March ~ 2024 ~ Anglican-Roman Catholic news & opinion
This January, I participated in a unique pilgrimage and summit, “Growing Together,” sponsored by the International Anglican-Roman Catholic Commission for Unity and Mission (IARCCUM). The event brought together 50 paired bishops, both Anglican and Roman Catholic, from 27 different countries to offer an ecumenical witness of solidarity between the two worldwide communions and to underscore the progress that has been made in relations between them. The pilgrimage began in Rome, during the Week of Prayer for Christian Unity, in this historic Christian centre, and then moved to the close of Canterbury Cathedral for its conclusion.
IARCCUM practices what is sometimes called the Lund principle: churches are called to act together in all those areas where conviction does not require them to act separately. If there are things that we can do together, we should be doing them. The pilgrimage and summit were intended to offer a common witness of Christians, in the midst of deep divisions in our world and enormous difficulties facing the human family, and to challenge our churches to work more closely together in those areas where we are able to do so.
On January 25, at the annual ecumenical service in Rome that marks the end of the Week of Prayer for Christian Unity, Pope Francis spontaneously invited Archbishop of Canterbury Justin Welby to offer remarks after Francis’ own homily. Archbishop Justin’s reflection constituted a second homily, though it was called a “discourse” in the Vatican media. Such an invitation had only been offered to Orthodox bishops in the past, so this marked a significant sign of welcome between two leaders who have become close collaborators in a number of projects.
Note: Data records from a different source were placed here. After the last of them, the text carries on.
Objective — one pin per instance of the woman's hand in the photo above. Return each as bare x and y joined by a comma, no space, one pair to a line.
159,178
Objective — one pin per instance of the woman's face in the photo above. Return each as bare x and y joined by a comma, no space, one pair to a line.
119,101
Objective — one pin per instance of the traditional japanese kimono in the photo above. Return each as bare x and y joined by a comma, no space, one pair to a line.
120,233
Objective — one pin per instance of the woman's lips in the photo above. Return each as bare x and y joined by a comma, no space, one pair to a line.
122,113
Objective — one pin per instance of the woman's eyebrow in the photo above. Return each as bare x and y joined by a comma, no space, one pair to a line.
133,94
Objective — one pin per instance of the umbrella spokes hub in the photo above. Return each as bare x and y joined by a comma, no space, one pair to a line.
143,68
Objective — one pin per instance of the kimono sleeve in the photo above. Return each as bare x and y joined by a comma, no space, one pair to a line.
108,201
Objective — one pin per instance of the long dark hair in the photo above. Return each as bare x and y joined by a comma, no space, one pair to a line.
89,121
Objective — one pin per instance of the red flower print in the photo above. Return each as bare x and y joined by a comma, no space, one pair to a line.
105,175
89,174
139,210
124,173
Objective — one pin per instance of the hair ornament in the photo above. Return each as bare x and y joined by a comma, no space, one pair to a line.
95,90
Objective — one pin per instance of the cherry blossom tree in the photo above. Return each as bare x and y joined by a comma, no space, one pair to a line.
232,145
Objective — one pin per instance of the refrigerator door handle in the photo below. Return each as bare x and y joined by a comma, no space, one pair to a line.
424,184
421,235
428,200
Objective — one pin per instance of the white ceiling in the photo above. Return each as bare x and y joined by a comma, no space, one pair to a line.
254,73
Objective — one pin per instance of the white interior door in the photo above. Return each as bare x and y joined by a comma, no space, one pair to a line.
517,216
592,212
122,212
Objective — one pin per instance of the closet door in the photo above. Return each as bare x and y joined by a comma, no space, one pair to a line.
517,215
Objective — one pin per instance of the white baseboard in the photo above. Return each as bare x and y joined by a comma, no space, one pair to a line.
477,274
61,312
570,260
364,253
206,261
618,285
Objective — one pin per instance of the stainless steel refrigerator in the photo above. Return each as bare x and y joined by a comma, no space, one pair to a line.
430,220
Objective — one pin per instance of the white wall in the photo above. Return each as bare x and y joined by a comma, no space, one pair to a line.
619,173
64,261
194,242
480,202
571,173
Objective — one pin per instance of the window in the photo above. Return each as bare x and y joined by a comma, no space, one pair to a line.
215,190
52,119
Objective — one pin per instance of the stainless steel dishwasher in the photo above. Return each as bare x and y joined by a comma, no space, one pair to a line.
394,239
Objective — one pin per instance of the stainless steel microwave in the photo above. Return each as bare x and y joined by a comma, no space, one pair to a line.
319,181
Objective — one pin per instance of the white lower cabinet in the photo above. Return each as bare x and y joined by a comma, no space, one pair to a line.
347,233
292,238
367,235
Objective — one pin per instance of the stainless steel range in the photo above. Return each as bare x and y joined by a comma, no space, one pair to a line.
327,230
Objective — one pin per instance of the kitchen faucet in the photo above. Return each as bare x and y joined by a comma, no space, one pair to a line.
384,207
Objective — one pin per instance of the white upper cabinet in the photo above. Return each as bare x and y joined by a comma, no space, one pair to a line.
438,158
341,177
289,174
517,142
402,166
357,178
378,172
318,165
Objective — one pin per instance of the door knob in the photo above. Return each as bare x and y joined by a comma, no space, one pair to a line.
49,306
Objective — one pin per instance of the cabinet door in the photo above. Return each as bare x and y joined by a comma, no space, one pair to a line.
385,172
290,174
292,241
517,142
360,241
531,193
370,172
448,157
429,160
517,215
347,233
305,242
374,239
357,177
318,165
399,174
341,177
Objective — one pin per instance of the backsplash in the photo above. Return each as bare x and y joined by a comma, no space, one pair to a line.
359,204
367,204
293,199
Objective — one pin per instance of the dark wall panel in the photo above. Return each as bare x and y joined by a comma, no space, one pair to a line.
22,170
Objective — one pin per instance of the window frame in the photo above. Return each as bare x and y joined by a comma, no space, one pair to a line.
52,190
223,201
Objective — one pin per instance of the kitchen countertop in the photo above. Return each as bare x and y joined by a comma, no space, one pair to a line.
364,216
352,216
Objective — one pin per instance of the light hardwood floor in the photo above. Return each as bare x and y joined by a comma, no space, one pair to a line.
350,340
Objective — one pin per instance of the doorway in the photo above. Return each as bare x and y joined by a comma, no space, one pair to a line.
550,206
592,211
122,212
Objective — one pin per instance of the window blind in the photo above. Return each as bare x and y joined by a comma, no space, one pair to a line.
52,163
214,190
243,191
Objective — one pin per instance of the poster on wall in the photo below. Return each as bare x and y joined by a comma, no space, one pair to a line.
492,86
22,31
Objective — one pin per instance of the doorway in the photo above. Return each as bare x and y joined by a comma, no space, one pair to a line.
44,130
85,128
On previous occasions, Archbishop Justin and his predecessors had been invited to offer remarks at a later portion of the liturgy, but never immediately after the homily.
On 7 and 8 March 2024, the drafting group of the Anglican-Roman Catholic International Commission (ARCIC) met in London, UK. Convened by the two co-secretaries of the commission, the group held its working sessions at the church of St Martin in the Fields, Trafalgar Square, and at Westminster Abbey.
ARCIC-III’s current mandate is to examine how the Church in communion, local and universal, discerns right ethical teaching. It addressed the first ecclesiological part of its mandate in its 2018 agreed statement, Walking Together on the Way: Learning to be Church ‒ Local, Regional, Universal. In this phase of its work, ARCIC-III is now examining how the two communions practice moral discernment in search of right ethical teaching. The first three chapters of the report examine both the shared tradition which Catholics and Anglicans have inherited, and how distinct moral discernment developed in each tradition since the Reformation. During their meeting in London, the drafting group concentrated on refining and analysing two case studies which will form part of the fourth chapter of the report. These case studies examine one example of where Catholics and Anglicans reached the same teaching – Enslavement – and one where they did not – Contraception. Their work will be considered by the full commission when it gathers for its annual plenary meeting in Strasbourg, France, in May 2024.